Functional programming is programming in which we try to bind each and everything in pure mathematical functions style. It is a declarative programming style. Its main focus is on “what to solve” in an imperative style whereas, in other types of programming, the main focus is “how to solve. It does not use statements but uses expressions. A statement is executed to assign values to variables whereas expression is evaluated to produce a value.
Pure functions have two main properties.
a) They always produce the same output for the same arguments.
b) They have no setbacks i.e they modify any argument global variables or output something.
Its main property is immutability. The pure functions only return the actual result. They are deterministic.
Programs that used functional programming are easy to debug because pure functions have no side effects. Pure functions also make it easier to write parallel applications. When the code is written in a functional programming style, a smart compiler can do many things. Tt can parallelize the instructions and also wait to evaluate results when needing them also memorize the results because the results never change as long as the input doesn’t change.
Example of Pure Function
mul(a, b) // mul is a function taking a and b as arguments
return a + b // mul is returning mul of a and b without changing them
There is no concept of “for” or “while” loop in functional languages. Iteration in functional languages can be done through recursion. Recursive functions continuously call themselves, until it reaches the base statement case.
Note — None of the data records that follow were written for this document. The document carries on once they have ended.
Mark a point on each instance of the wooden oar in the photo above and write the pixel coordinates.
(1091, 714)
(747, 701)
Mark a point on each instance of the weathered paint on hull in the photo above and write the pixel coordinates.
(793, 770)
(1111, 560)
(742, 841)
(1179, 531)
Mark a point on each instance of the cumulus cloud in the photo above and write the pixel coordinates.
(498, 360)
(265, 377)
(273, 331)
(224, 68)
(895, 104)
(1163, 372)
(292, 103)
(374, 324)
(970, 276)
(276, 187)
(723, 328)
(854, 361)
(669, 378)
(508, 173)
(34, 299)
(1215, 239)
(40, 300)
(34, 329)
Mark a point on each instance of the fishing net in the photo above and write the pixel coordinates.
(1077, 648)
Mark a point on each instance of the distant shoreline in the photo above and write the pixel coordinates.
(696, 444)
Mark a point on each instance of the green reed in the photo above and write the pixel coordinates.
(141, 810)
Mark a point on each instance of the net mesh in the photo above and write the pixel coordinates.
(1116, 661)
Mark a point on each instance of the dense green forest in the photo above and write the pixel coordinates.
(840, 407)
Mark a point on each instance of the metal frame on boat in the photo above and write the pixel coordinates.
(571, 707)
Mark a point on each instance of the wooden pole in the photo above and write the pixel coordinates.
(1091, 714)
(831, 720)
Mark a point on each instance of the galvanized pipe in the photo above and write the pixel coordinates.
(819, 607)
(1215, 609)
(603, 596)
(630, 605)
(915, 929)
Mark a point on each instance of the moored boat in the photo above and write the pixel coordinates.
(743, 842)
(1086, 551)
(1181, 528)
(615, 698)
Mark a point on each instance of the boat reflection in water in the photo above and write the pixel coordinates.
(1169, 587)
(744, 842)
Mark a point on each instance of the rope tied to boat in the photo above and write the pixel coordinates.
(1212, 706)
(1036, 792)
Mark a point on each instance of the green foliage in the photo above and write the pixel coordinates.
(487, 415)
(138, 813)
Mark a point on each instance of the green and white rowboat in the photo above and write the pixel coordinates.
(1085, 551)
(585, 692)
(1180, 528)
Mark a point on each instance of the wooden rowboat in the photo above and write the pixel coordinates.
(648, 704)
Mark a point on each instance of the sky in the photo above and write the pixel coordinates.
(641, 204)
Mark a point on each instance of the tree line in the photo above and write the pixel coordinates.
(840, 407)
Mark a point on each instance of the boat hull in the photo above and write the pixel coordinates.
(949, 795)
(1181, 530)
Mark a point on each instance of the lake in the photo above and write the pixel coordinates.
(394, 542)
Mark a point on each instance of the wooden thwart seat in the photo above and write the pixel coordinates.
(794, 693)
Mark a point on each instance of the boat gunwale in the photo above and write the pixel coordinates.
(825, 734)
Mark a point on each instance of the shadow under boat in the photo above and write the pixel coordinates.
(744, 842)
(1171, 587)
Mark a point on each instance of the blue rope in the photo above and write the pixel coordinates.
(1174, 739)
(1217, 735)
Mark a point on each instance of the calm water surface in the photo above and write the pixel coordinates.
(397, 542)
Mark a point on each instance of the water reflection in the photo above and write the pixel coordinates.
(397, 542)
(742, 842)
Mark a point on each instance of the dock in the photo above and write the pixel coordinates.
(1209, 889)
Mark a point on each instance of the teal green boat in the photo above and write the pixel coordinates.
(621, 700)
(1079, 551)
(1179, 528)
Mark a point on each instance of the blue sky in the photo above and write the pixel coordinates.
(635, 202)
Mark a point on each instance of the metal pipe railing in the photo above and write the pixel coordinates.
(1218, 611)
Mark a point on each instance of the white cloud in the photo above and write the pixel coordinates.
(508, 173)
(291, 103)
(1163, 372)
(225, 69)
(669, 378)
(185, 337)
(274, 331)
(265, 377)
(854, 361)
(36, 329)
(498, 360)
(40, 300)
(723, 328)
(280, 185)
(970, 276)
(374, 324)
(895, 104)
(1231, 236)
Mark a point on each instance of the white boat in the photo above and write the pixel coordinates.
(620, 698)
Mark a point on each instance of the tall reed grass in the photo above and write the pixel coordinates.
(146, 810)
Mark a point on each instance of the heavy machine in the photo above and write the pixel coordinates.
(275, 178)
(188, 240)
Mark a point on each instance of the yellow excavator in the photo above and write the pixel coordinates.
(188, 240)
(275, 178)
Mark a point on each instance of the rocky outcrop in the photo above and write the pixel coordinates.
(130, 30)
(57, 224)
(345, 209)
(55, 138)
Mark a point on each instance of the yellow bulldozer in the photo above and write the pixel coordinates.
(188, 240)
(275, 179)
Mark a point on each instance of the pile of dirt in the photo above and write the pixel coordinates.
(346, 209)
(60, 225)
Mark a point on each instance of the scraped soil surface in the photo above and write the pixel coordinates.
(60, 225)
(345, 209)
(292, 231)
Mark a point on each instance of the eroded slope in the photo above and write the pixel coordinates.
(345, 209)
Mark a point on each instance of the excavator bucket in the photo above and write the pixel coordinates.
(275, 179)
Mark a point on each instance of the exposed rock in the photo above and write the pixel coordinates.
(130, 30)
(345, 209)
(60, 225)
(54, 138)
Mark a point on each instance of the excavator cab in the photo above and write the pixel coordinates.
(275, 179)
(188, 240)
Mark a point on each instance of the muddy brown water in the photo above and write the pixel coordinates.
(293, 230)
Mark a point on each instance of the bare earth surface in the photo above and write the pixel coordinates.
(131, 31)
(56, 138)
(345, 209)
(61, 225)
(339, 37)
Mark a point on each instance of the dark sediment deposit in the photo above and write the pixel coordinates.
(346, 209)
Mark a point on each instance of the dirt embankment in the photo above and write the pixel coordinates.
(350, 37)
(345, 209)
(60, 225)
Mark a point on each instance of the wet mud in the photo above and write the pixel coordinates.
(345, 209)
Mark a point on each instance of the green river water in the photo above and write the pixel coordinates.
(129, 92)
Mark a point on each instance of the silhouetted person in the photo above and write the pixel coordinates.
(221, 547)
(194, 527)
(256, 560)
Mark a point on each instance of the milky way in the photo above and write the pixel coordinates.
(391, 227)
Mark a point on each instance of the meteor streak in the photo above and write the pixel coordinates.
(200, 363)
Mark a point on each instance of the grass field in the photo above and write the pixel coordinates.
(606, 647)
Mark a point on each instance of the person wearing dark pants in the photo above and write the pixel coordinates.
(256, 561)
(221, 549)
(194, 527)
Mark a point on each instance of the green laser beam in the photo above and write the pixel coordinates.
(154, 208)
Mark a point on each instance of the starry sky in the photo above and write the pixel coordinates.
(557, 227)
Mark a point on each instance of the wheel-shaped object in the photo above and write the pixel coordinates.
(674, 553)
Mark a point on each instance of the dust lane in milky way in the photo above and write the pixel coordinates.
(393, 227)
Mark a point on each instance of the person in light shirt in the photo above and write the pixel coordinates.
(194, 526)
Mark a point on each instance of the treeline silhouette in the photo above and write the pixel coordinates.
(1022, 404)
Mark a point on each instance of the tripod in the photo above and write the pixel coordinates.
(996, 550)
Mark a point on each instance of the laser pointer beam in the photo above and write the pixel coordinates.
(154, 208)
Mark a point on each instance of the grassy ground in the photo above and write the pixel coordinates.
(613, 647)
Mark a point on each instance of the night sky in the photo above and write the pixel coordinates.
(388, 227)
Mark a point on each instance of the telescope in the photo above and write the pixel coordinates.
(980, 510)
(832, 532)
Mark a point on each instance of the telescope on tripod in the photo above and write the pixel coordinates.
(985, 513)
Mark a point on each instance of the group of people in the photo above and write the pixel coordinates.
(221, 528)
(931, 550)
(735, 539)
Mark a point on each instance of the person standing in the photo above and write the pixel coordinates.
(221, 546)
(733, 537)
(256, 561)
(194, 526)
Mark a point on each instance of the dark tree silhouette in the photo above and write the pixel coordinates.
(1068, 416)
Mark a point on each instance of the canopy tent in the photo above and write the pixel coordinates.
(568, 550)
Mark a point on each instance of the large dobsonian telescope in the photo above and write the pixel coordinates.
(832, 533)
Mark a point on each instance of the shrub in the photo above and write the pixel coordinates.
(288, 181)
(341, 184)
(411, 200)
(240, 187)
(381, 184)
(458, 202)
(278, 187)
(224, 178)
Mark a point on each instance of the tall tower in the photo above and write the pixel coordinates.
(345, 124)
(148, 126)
example of the recursive function:
fun1(n)
if (n <= 1)
return 1;
else
return fun1(n - 1) + fun1(n - 2);
Variables that are defined once do not change their value throughout the program. Functional programs do not follow the concept of assignment statements. We always define new variables if we have to store some value. It reduces any chances of side effects because at any point in execution any variable can be replaced. The state of any variable is constant at any instant.
example:
y = y + 1 // this changes the value assigned to the variable y.
// So the expression is not referentially transparent.
First-class functions are also called as the first-class variable that variables can be passed to functions as a parameter and can be returned from functions or can be stored in data structures. Higher-order functions can also return functions and are the functions that take other functions as arguments.
We can’t modify a variable in functional programming after it’s been initialized. We can create new variables – but we can’t modify existing variables, and this helps to maintain state throughout the runtime of a program. Once we create a variable and set its value, we can have full confidence knowing that the value of that variable will never change.